The truth is, she’s taken Rachel’s warning to heart: she’s scared of the undertow, whatever it is. She stays away from the water, watching the four children play in the surf as she walks down the beach. They wave and call to her to come in, but she continues on to the rocks, where she thinks Tina hides because she doesn’t want the embarrassment of a friendship with an eighth-grader.
As she walks, Sally takes off the white terry-cloth jacket she wears over her bathing suit, tying the sleeves around her waist. Pebbles and larger stones are now under her feet, so she steps carefully, looking down to see if any are worth picking up or photographing, but they’re dull, gray, ordinary things.
She can see Tina on the rocks in her new blue and white striped two-piece bathing suit, not a bikini because no girl their age would be allowed to wear a bikini, but a two-piece is almost as good. Sally wasn’t allowed to get one of those this year because her plain old green one-piece from last year still fits. Tina in her perfect suit is bending down to look at something Sally can’t see, her short blond hair blowing in the breeze. Sally lifts her camera, but the shot she wants is too far away. She walks closer, keeping Tina in her viewfinder until she can see her face, eyes squinting at something the rock holds. After she captures the picture, she turns and runs before Tina can notice her.
Away from the rocks, she walks down the beach, her eyes fixed on the glassy ocean beyond the surf, which looks so calm and safe she can’t believe an undertow exists, or what it might look like if it did. Her stomach quivers as she imagines a huge monster-wave sprouting from the depths, sucking Carrie, Jimmy, Thomas, and Charles into eternity. Now they’re racing each other along the edge of the surf, but she knows they won’t be satisfied with this game much longer, especially Jimmy, who wants the surfboard his mother forbids him to have.
Surfers have appeared on the beach, dressed like seals in slick black rubber, marching to the water and paddling their boards out beyond where the waves break. They come because the “No Surfing” sign means, according to Jimmy, that the waves here are the best. With no lifeguard, who’s going to tell them they can’t surf? Jimmy stops to watch. Sally raises her camera and captures him looking at two more surfers, who pass by without a glance.

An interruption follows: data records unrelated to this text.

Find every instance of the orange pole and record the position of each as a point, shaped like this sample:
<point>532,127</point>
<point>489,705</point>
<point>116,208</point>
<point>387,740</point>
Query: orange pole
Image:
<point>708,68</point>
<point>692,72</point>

Sally worries about Jimmy because she’s heard her mother call him a reckless child. That’s how she learns everything, by hanging at the edges of conversations, which is what she’s trudging back down the beach to do. When she’s near the blanket where Joan lies in the sun and Rachel still sits in the shade, she squats down beside the dune, just out of their view.
Rachel stretches and takes off her hat, then pulls her dress over her head to reveal the black bathing suit underneath.

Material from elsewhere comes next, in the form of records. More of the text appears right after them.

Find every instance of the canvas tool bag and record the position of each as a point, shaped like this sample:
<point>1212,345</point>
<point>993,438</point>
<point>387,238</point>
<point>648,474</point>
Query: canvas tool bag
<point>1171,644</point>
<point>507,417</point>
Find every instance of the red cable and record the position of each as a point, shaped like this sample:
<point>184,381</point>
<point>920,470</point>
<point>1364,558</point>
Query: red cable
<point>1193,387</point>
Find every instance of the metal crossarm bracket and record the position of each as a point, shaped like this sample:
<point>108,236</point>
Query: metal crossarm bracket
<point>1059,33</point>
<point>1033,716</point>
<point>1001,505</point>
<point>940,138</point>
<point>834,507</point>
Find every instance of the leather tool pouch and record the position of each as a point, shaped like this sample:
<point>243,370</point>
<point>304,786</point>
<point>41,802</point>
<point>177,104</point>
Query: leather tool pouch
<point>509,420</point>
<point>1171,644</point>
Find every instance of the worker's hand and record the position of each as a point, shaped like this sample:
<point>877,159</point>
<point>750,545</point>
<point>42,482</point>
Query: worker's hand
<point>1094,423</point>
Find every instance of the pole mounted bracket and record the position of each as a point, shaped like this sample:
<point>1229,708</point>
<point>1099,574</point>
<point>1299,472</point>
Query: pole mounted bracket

“It’s all right to get a little sun,” Joan murmurs.
“You’re starting to burn,” Rachel says, with a flick of her fingers on Sally’s mother’s shoulder. “Sun can cause cancer.”
Sally wonders where Rachel gets her information, and if it’s true.
“Nonsense,” says Joan. “Sun gives your skin a little healthy color.”
“I cultivate the pale look,” Rachel answers, lying down carefully so that only her legs are in the sun.
Cultivate. Sally likes the sound of that word, the idea that you can cultivate yourself like a garden. She points her camera at Rachel’s legs. She wants another picture of this woman who looks so beautiful (cultivated, she thinks) even if her face is colorless. In a crowd of summer sun-burnished women, her porcelain complexion would stand out, but the view of her legs alone is somehow unappetizing, like unbaked loaves of long French bread. She takes the shot anyway.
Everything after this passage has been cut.